The enhanced requirements in the Guidelines, which are aimed at improving the investibility of MESDAQ companies, focus on the following key areas:
|Qualitative attributes to be demonstrated by the potential issuers;|
|Price-discovery process and method of distribution of securities;|
|Corporate governance, commitment and accountability of directors and promoters; |
|Role of advisers as quality controllers; and |
|Consistency of requirements between the MESDAQ Market and the Main Market (i.e. Main and Second Boards) in areas which are common to both markets.|
The SC will continue to place great importance on the feasibility of business plans of potential issuers and their value proposition to the market.
Further details on the new MESDAQ IPO Guidelines are:
- Enhancing qualitative criteria to promote higher quality companies
While retaining the principal quantitative admission criteria i.e. minimum RM2 million paid-up capital and no profit track record requirement, the Guidelines place great emphasis on issuers’ justifications of their suitability for listing by demonstrating certain qualitative attributes pertinent to the nature of their business activities and growth prospects. These qualitative attributes are listed in the guidance notes to the Guidelines and broadly include involvement in a profitable growth industry, potentially large industry market size for the issuer’s principal products or services, and healthy market share for its principal products or services.

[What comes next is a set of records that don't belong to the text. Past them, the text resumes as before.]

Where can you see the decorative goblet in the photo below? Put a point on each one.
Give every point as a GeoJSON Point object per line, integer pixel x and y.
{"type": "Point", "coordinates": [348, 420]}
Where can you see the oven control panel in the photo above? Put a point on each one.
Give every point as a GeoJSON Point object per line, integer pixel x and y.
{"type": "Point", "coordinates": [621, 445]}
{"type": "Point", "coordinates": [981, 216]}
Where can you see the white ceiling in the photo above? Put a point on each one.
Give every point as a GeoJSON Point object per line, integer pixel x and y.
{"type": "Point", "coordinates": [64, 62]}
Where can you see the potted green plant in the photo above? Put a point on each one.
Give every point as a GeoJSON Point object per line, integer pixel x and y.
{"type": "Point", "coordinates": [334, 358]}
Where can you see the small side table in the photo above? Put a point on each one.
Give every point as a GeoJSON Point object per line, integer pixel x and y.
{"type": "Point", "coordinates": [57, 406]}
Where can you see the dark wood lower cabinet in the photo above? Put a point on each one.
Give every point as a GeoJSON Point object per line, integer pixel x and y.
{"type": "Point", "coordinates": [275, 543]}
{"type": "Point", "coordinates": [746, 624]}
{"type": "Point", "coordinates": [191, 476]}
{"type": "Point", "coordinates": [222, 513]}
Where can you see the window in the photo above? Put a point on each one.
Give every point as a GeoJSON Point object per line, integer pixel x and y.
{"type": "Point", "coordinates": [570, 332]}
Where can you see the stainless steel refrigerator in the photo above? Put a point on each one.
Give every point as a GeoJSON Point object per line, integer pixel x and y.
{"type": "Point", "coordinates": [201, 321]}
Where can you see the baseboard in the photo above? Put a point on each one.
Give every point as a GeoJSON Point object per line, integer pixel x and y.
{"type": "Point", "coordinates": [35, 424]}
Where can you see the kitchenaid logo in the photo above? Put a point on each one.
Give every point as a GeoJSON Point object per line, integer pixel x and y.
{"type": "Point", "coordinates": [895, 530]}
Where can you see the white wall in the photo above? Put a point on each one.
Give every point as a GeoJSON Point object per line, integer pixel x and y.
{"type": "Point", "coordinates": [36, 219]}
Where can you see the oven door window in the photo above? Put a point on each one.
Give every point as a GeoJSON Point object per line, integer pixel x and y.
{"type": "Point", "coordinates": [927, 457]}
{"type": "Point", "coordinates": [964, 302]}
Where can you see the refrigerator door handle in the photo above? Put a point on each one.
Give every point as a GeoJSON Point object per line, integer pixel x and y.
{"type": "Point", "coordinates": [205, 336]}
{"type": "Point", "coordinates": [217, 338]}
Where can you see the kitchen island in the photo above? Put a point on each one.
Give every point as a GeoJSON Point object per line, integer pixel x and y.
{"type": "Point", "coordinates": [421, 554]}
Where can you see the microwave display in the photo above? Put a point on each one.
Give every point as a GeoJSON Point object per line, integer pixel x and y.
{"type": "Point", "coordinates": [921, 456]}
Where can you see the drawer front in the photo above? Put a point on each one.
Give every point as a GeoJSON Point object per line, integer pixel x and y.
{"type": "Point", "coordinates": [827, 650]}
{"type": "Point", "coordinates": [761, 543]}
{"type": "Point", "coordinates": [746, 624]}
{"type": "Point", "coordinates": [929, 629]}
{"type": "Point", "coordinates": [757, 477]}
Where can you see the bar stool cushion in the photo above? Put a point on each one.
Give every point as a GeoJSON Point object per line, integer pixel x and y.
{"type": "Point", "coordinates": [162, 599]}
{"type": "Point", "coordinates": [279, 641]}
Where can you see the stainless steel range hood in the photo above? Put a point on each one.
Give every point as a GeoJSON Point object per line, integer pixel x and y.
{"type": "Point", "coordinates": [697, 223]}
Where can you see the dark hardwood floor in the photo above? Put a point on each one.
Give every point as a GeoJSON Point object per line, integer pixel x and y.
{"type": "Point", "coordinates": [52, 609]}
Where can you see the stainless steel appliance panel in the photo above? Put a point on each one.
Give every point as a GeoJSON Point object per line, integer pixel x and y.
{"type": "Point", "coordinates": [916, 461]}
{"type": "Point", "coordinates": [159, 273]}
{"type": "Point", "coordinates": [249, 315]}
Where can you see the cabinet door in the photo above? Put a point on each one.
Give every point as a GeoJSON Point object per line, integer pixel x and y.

In addition, the following enhanced qualitative criteria will be applied:
(i) Technology-based companies are required to demonstrate some degree of commercialisation of the technology that has been achieved, and past, present and future research and development capabilities and commitments. These criteria are in addition to the requirement that the activities of these companies must fall within the identified technology areas such as in the design, development and/or manufacturing of advanced electronics and information technology, biotechnology and healthcare.
(ii) Other high-growth companies are required to comply with a new quantitative requirement to have at least three years audited operating revenue, besides having to demonstrate relevant qualitative aspects such as an intensive application of technology in its business processes and its growth rate to surpass the average growth rate of the industry and its peers.
- Enhancing price-discovery process and method of distribution of securities
The SC aims to encourage effective and efficient price-discovery of securities offerings by encouraging o fferings via book-building, while introducing enhanced requirements for offerings made via placements.
- Enhancing level of corporate governance, reporting and accountability
The new Guidelines require that reporting accountants review the submission of profit and cash flow forecasts . This new requirement is aimed at enhancing the reliability of financial forecasts and business plans submitted for the SC’s consideration.
Further, the Guidelines require the submission of follow-up questionnaires, which will report on the progress of implementation of the business development plan over the entire business plan period, the achievement of the financial forecasts and status of utilisation of proceeds.
The Guidelines retain the three-year moratorium period on promoters to encourage the commitment of promoters towards achieving the business development plan. In this regard, it is noteworthy that although MESDAQ Market applicants are subject to a minimal historical track record requirement, they are expected to fulfil the promises made in the application documents namely the business development plan and financial forecasts. Should they fail to do so, action could be taken against them as provided by the securities laws and listing requirements.
- Enhancing role of advisers as “quality controllers”
The Guidelines also contain provisions to enhance the role of advisers. Principal advisers are now required to act as lead underwriter and placement agent, and provide an opinion on the adequacy of the applicant’s procedures, systems and controls as well as the competency of the applicant’s management.
These roles are in addition to the requirement for the principal adviser to act as the applicants’ sponsor for at least one year under the Bursa’s Listing Requirements for the MESDAQ Market.